We also refer to zones of involvement in the retina, as pictured in the graphic of the retina:
Zone One is centered on the Macula (which is the area of central vision needed for reading).
Zone Two refers to an area that is doughnut shaped that extends to the edge closest to the nose.
Zone Three refers to the crescent shaped area toward the ear.
If disease appears in Zone One (as can happen with extremely low birthweight infants) damage to the retina tends to be more severe. IF Zone Three is affected, the premature infant will tend to have mild involvement, leading to useful vision.
How is ROP treated?
The most effective proven treatments for ROP is laser therapy. Laser therapy “burns away” the periphery of the retina, which has no normal blood vessels. Laser treatment destroys the peripheral areas of the retina, slowing or reversing the abnormal growth of blood vessels. Unfortunately, the treatments also destroy some side vision. This is done to save the most important part of our sight—the sharp, central vision we need for “straight ahead” activities such as reading, sewing, and driving.

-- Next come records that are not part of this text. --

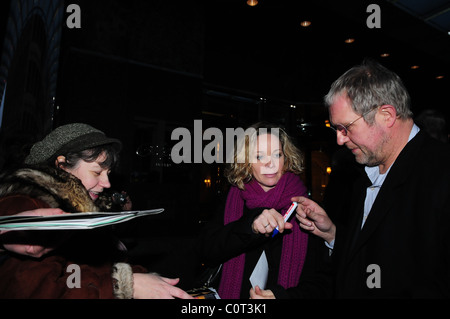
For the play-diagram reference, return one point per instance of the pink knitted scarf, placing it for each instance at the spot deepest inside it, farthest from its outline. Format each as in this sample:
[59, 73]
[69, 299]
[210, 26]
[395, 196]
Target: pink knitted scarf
[294, 242]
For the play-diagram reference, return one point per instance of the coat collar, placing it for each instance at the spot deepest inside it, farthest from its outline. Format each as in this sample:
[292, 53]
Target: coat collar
[399, 172]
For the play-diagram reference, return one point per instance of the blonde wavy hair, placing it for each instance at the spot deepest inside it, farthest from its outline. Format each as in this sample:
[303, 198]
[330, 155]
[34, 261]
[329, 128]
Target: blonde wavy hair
[239, 172]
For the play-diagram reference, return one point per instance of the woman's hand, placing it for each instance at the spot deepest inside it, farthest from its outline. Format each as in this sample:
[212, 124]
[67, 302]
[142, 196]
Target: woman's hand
[259, 293]
[268, 220]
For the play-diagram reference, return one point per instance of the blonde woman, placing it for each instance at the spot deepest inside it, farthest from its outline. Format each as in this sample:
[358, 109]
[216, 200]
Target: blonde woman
[264, 177]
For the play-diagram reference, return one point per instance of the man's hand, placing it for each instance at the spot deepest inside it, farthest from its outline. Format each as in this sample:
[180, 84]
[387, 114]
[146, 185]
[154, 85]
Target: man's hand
[152, 286]
[314, 219]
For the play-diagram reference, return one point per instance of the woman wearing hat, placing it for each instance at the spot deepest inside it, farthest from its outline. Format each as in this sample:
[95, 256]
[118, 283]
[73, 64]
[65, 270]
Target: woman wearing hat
[67, 172]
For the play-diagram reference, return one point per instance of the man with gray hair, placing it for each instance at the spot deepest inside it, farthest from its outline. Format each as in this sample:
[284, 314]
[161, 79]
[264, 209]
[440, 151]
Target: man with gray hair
[394, 243]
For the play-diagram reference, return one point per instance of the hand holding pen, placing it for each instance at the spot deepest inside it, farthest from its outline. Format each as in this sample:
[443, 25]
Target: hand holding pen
[269, 221]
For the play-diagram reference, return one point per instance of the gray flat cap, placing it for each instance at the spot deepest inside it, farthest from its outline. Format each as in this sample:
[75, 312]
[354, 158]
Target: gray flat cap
[73, 137]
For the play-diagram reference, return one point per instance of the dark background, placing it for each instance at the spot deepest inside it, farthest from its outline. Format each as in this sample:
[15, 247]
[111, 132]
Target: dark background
[140, 69]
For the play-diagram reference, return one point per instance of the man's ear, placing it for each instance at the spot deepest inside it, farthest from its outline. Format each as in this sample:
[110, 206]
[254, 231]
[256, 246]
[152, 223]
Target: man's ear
[388, 115]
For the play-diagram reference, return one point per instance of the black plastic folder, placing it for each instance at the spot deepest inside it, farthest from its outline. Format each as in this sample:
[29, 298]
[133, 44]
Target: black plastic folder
[72, 221]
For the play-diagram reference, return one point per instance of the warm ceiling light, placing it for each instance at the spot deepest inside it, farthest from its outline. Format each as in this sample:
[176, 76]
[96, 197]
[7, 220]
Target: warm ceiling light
[305, 23]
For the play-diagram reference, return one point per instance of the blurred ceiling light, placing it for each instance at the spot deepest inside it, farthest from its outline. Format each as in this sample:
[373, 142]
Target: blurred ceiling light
[305, 23]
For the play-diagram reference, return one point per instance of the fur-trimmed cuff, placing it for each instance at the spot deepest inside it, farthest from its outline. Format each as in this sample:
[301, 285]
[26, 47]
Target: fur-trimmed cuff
[122, 281]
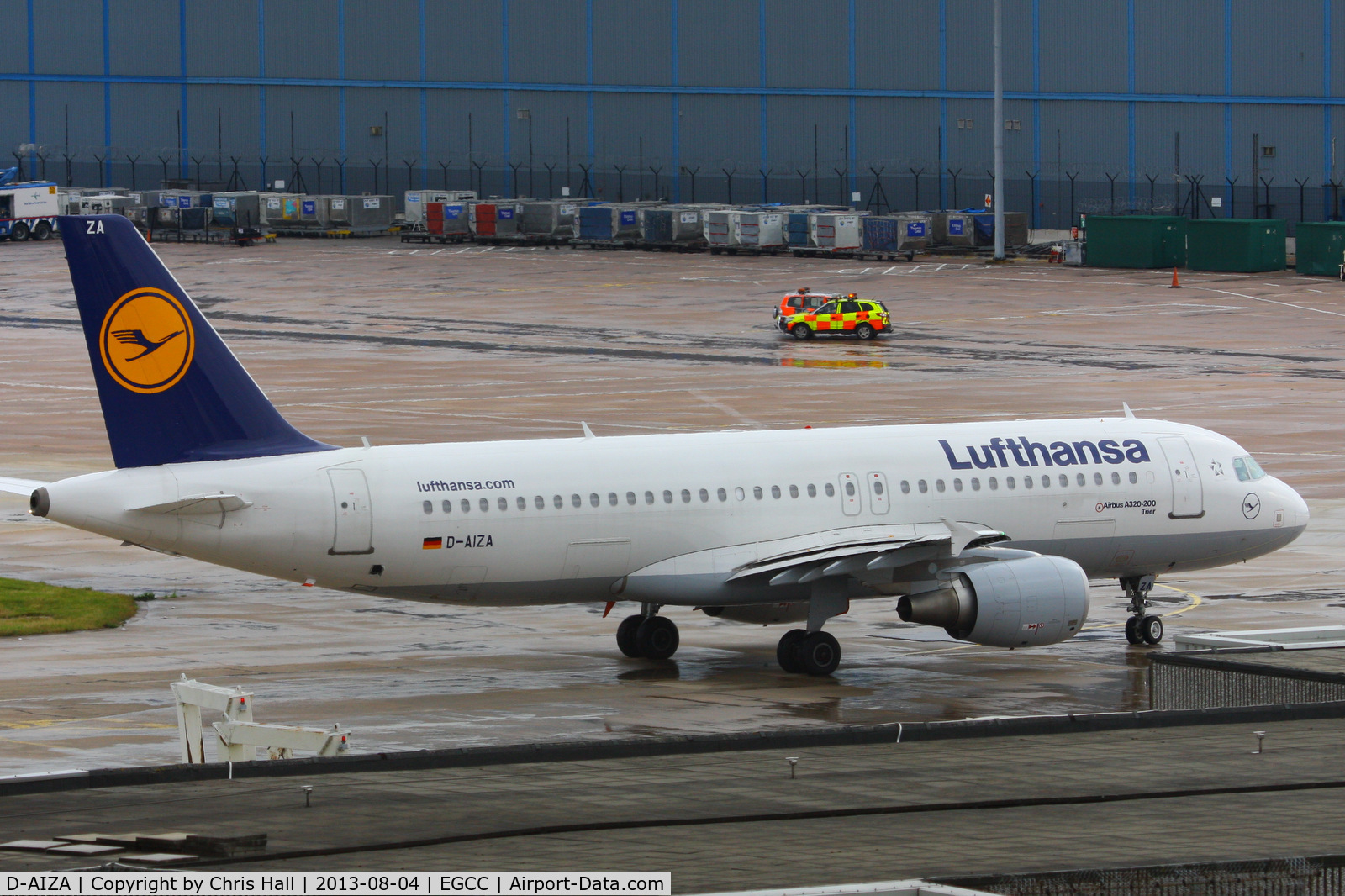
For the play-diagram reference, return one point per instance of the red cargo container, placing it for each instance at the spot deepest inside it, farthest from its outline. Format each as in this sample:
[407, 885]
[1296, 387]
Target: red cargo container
[483, 219]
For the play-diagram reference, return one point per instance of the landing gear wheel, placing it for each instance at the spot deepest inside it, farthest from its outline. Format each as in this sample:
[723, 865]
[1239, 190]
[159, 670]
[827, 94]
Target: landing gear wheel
[787, 651]
[657, 638]
[818, 654]
[625, 635]
[1133, 630]
[1150, 629]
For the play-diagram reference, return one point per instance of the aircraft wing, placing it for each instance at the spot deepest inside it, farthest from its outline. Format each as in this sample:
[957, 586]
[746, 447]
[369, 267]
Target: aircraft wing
[885, 551]
[20, 486]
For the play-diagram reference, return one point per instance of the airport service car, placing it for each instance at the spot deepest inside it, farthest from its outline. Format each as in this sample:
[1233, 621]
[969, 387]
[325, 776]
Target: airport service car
[802, 299]
[865, 319]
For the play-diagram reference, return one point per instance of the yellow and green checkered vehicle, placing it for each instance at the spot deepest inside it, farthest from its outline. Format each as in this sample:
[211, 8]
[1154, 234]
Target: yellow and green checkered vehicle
[852, 316]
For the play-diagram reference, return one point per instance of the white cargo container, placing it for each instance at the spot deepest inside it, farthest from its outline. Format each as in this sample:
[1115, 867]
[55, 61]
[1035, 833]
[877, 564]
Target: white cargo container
[29, 210]
[834, 232]
[720, 230]
[762, 229]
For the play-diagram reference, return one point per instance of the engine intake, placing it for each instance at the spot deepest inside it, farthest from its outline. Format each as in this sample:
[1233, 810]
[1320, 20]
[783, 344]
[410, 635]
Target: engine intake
[1026, 602]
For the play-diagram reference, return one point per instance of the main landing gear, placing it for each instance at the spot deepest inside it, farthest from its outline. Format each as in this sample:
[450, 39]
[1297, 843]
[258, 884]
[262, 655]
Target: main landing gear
[647, 634]
[810, 650]
[1141, 629]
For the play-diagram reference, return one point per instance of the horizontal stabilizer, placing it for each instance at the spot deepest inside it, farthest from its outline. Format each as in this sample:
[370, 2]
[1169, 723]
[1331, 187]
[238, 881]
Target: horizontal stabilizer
[20, 486]
[197, 505]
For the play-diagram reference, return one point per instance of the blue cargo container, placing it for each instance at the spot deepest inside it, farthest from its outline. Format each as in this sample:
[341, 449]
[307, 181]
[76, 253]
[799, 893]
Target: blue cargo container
[797, 229]
[596, 222]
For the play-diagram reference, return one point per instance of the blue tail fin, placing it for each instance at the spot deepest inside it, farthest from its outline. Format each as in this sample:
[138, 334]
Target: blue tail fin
[171, 392]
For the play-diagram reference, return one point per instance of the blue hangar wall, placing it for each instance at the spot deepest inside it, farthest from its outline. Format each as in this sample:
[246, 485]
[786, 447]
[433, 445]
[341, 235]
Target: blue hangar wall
[1111, 104]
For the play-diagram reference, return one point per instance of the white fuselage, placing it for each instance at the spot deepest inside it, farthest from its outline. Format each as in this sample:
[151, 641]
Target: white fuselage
[578, 519]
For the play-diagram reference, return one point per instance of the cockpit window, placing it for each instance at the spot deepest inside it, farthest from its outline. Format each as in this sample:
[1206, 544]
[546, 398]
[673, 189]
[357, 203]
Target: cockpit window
[1247, 468]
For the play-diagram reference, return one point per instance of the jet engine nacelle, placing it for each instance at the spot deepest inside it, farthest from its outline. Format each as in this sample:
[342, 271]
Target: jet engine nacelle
[1010, 603]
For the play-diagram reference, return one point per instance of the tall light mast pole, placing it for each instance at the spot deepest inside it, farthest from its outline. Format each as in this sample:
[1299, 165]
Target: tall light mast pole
[1000, 138]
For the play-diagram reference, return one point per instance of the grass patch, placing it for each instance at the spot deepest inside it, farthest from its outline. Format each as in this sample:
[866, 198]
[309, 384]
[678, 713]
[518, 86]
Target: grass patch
[37, 609]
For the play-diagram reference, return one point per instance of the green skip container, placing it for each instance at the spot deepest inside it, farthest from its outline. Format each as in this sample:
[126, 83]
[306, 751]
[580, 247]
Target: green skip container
[1321, 248]
[1235, 245]
[1137, 241]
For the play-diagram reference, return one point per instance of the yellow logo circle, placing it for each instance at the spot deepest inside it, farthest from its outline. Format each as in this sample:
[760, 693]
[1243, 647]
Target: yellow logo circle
[147, 340]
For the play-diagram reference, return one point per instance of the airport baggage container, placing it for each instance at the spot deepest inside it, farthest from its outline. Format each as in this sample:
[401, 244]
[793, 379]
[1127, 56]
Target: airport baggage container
[672, 225]
[483, 219]
[194, 219]
[797, 228]
[896, 233]
[609, 222]
[954, 229]
[1321, 248]
[764, 229]
[506, 219]
[240, 208]
[416, 202]
[447, 219]
[370, 213]
[834, 232]
[548, 219]
[1137, 241]
[1015, 229]
[1231, 244]
[719, 229]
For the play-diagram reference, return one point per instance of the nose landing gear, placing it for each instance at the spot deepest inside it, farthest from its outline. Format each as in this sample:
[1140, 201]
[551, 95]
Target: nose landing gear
[1141, 629]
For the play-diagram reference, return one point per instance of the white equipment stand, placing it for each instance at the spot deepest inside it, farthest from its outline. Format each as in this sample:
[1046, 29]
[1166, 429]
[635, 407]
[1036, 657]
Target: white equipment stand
[239, 735]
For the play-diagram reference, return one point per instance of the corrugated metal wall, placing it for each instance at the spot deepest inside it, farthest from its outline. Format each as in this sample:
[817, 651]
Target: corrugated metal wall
[1094, 89]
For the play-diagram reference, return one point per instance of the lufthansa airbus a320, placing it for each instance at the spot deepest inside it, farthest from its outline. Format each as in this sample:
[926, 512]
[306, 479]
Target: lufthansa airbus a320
[990, 530]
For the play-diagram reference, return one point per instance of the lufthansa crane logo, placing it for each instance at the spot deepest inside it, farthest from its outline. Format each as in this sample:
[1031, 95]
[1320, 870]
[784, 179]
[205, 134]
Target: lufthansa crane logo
[147, 340]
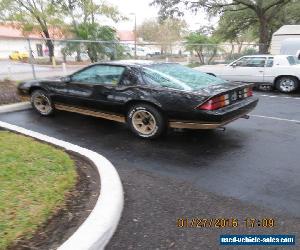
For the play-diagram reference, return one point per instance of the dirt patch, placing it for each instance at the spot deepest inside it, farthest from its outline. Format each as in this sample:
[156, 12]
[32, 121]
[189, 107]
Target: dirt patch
[8, 93]
[79, 204]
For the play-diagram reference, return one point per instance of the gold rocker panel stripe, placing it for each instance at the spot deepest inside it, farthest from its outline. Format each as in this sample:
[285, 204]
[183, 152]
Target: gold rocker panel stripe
[83, 111]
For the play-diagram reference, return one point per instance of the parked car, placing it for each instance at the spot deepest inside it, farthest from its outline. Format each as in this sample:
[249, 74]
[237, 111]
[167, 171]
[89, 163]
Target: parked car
[17, 55]
[279, 71]
[148, 96]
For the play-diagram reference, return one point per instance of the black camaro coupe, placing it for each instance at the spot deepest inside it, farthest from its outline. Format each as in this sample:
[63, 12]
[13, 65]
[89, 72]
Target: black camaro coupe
[148, 96]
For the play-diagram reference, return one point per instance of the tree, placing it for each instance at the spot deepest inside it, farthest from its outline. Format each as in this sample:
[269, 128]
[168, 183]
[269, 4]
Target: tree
[261, 13]
[85, 16]
[203, 45]
[33, 15]
[165, 32]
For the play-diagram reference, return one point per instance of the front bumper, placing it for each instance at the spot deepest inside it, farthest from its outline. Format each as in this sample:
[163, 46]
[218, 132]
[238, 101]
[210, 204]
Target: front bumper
[220, 117]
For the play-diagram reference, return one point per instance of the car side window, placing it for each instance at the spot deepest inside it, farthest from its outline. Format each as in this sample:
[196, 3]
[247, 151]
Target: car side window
[240, 62]
[254, 62]
[270, 62]
[99, 74]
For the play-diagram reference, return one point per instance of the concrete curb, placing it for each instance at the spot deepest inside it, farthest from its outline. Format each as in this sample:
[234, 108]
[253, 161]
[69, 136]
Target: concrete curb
[15, 107]
[96, 231]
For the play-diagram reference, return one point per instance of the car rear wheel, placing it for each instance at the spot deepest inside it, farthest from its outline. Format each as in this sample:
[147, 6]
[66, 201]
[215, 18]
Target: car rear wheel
[41, 102]
[146, 121]
[287, 84]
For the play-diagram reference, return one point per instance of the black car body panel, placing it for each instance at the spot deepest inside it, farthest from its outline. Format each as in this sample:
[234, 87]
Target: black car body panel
[176, 105]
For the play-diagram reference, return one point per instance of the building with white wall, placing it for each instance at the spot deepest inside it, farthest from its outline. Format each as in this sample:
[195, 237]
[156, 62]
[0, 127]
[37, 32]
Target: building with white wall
[282, 36]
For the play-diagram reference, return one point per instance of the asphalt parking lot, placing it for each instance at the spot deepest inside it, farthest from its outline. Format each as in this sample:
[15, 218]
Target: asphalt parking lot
[251, 169]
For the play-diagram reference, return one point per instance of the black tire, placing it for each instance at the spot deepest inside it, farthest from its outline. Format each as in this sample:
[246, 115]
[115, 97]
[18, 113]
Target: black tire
[287, 84]
[146, 121]
[42, 102]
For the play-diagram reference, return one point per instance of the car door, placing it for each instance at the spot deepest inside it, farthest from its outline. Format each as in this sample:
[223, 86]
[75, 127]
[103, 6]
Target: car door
[92, 86]
[246, 69]
[270, 72]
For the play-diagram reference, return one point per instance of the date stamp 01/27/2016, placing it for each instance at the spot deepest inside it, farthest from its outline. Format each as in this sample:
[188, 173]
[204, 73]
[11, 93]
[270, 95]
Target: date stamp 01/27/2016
[225, 223]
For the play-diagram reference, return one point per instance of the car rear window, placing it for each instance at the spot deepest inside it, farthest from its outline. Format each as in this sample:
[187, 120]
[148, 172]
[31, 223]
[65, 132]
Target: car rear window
[178, 77]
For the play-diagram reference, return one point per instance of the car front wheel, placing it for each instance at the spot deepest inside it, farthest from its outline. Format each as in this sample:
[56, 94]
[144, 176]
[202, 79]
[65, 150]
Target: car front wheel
[287, 84]
[41, 102]
[146, 121]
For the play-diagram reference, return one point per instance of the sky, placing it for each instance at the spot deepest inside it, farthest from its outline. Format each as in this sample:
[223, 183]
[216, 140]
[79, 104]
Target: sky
[143, 11]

Laser treatment is performed only on infants with advanced ROP, particularly stage III with “plus disease.” New evidence is pointing to benefit for earlier laser treatment.
In the later stages of ROP, other treatment options include:
Scleral buckle: This involves placing a silicone band around the eye and tightening it. This keeps the vitreous gel from pulling on the scar tissue and allows the retina to flatten back down onto the wall of the eye. Infants who have had a sclera buckle need to have the band removed months or years later, since the eye continues to grow; otherwise they will become nearsighted. Sclera buckles are usually performed on infants with stage IV or V.
Vitrectomy: involves removing the vitreous and replacing it with a saline solution. After the vitreous has been removed, the scar tissue on the retina can be peeled back or cut away, allowing the retina to relax and lay back down against the eye wall. Vitrectomy is performed at stage V and in some cases in stage IV.
What happens if treatment does not work?
While ROP treatment decreases the chances for vision loss, it does not always prevent it. Not all babies respond to ROP treatment, and the disease may get worse. If treatment for ROP does not work, a retinal detachment may develop. Often, only part of the retina detaches (stage IV). When this happens, no further treatments may be needed, since a partial detachment may remain the same or go away without treatment. However, in some instances, physicians may recommend treatment to try to prevent further advancement of the retinal detachment (stage V). If the center of the retina detaches, central vision is threatened, and surgery may be recommended to try and reattach the retina. Despite best efforts in rare cases blindness may still result.
Are there other risk factors for ROP?
In addition to low birth weight and how early a baby is born, other factors contributing to the risk of ROP include anemia, blood transfusions, respiratory distress, breathing difficulties, and the overall health of the infant.
Can ROP cause other complications?
Yes. Infants with ROP are considered to be at higher risk for developing certain eye problems later in life, such as retinal detachment, myopia (nearsightedness), strabismus (crossed eyes), amblyopia (lazy eye), and glaucoma. In many cases, these eye problems can be treated or controlled.